Knowing you gave a gift that is going to be used and appreciated. It's also cool when you see someone carrying the light you gave them.
I gave my dad a Streamlight Poly Stinger led, seeing how much he enjoyed that light was priceless.


----------



## landromus (Nov 27, 2011)

I have not given any lights yet.
But I just purchased 2 Fenix LD40's and a set of AA lithiums for country friends. I don't know if they will initially appreciate them. I am hoping they are in their vehicle and ready for a nite time emergency. 
I am also debating ordering a couple of Zebra headlamps for some nephews.


----------



## kreisler (Nov 27, 2011)

herosemblem said:


> The flashlight gifts I give are always lost by the recipient. What a wonderful world.


Xmas has yet to come where i will be giving some budget lights as gifts. i am sure they will not lose them. They are kids but i believe that they will appreciate the lights for a long long time.

On the other hand, Mum constantly loses things, even keys and spectacles, or purses! i want to give her a light as gift, but it has to be something unobtrusive which she is going to carry around for sure (keychain, purse). it's a risk and a challenge. i would be sad, disappointed, irritated and full of regrets if she lost the keychain light. Why? because it was a hassle to get them cheap (waiting time, hongkong, china; costs nerves and energy. i would call it "true efforts"!) and they arent cheap after all (SS keychain light by iTP or Lumintop costs ~30$).

Let's see how thankful they will be after a while with the lights on them. i'd report.


----------



## michman (Dec 13, 2011)

sounds like a plan.


----------



## MrLi (Dec 13, 2011)

I'm giving 3 Jetbeams BA20 (with new Eneloops) to 3 couples as Christmas gifts...They already have everything except a good flashlight lol.
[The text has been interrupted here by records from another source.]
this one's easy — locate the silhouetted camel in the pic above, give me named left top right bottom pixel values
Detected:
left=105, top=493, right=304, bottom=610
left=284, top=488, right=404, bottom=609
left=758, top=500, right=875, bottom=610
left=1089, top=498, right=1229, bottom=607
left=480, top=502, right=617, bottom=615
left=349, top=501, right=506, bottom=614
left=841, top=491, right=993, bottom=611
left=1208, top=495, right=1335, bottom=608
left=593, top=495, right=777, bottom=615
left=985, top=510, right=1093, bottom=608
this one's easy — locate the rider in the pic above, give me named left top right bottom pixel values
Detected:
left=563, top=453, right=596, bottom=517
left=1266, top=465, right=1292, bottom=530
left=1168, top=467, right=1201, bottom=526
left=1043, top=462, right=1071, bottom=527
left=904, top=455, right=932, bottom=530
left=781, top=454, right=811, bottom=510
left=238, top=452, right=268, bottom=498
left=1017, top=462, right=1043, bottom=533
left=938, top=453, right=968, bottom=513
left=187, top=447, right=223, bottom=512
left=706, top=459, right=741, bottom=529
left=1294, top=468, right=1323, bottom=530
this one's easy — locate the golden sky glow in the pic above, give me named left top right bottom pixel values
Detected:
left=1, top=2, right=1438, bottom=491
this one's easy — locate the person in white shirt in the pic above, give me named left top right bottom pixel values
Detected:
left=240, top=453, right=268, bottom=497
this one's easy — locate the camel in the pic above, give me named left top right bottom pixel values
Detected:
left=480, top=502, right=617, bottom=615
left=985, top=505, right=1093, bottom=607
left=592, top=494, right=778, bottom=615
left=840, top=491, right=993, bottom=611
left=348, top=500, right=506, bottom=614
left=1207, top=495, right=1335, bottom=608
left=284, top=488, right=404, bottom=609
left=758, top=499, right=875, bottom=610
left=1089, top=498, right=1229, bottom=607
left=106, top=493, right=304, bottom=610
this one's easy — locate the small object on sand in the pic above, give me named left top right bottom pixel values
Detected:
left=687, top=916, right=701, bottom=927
I got ridiculed by them for collecting flashlights (with $$$ you could have bought xxx or yyy..)..but right at that moment, we lost power, and I handed over my Olight i3 so they could get around. They were blown away with the output of that small light 

When we had power back on, they stopped making fun of me :duh2:

They did borrow my i3 to walk the dogs and was impressed with the small light. 
Figured the BA20 would be handy for them since it's easy (only high and low), and runs off 2 AAs (they have a boatload of eneloops for their gaming controllers and random electronics).


----------



## varmint (Dec 13, 2011)

I have given 2, Terrulux litestar 100 AA light 100 lumens, the lady loves hers and the man well its just in a drawer somewhere as he asked to borrow 1 to look at his truck oil with. Some are really thankful others are not. I recieved 1 for Christmas a DerreLight VBS and cant put it down. It was a perfect gift for me.


----------



## Southpaw3612 (Dec 14, 2011)

I wish I would have read this thread sooner. I just purchased a xmas gift for my dad. He still uses a 6P daily at work. Time for an upgrade. Do I hear birthday gift?


----------



## michman (Dec 15, 2011)

Southpaw3612 said:


> I wish I would have read this thread sooner. I just purchased a xmas gift for my dad. He still uses a 6P daily at work. Time for an upgrade. Do I hear birthday gift?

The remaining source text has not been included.